I was in Chicago the weekend before Thanksgiving for a conference. The Saturday night tradition in this traveling technical show is for the speakers to go out to dinner together. I wasn’t speaking but I had been interviewing the speakers one by one and so they invited me along to dinner.
While we waited for everyone to show up, I spotted someone I’d been looking for all day. I didn’t think that he knew who I was but I needed to speak to him. I waited politely while he finished his conversation with an attendee. They wrapped up and he looked over at me. He had no idea who I was.
Months earlier he and his wife had sent us a large display of flowers when Elena died. It meant a lot to me then. I can’t explain it, but it meant even more to me there in Chicago when I realized that it was an act of kindness from a man who didn’t really know me.
This year has been full of discoveries like that. People have pointed to this blog and sent me kind notes. There have been people who have suffered losses like a mom who has lost more than one child to a man who lost both his twin and his wife. Some have been neighbors who I have not yet met and some have been from countries I have never visited.
They wrote to me in February, in March, and in months since. To me, even though they wrote to me at all times of the year, I associate this reaching out with this time of the year. This giving to people we might not know.
There have been people who haven’t suffered losses who have written and posted. Perhaps that’s not correct.
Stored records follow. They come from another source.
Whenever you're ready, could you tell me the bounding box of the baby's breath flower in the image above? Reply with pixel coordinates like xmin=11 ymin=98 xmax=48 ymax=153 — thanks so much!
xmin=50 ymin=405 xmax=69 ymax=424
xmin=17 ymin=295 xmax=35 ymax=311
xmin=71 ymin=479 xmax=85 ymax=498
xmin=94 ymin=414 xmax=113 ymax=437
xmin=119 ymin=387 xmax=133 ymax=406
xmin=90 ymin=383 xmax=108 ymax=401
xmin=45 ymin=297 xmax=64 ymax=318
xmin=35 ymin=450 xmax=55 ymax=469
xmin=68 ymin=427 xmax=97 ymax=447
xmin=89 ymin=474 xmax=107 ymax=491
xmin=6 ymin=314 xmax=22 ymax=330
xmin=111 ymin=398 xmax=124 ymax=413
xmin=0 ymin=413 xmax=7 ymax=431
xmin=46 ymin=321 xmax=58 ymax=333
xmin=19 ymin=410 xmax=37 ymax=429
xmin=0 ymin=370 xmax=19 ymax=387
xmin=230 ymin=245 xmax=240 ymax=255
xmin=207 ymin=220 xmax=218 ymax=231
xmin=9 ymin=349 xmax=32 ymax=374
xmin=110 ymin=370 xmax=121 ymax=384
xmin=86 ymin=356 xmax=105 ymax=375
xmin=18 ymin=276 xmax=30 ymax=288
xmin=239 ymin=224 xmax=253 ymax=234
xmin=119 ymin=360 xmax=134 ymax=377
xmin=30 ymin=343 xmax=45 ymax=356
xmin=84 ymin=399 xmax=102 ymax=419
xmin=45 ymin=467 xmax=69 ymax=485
Everyone has suffered a loss. It’s probably more correct to say that that’s not why they are writing and posting and linking. There’s a woman in England who links in from time to time. I’ve just recently noticed that she grew up quite close to where I did. There are fathers and mothers who have written to say they look at their children a bit differently.
Often I learn a lot and am touched the deepest by talking to these people.
After that dinner I rode the elevator up to my room with another speaker I hadn’t met before tonight. He reads the blog. He told me that his mom had died a few years earlier at a very young age. He hadn’t realized until then how often we reference mothers in our traditions and every day life. It was such a nice comment that connected deep inside to Kim and my situation.
Thank you all for your thoughts, your time, and your support. Whether you’ve responded or just read. Whether you check in daily or just now and then. It all helps in ways I can’t explain.
Whether you’re a long time friend or one of the people I’ve never met.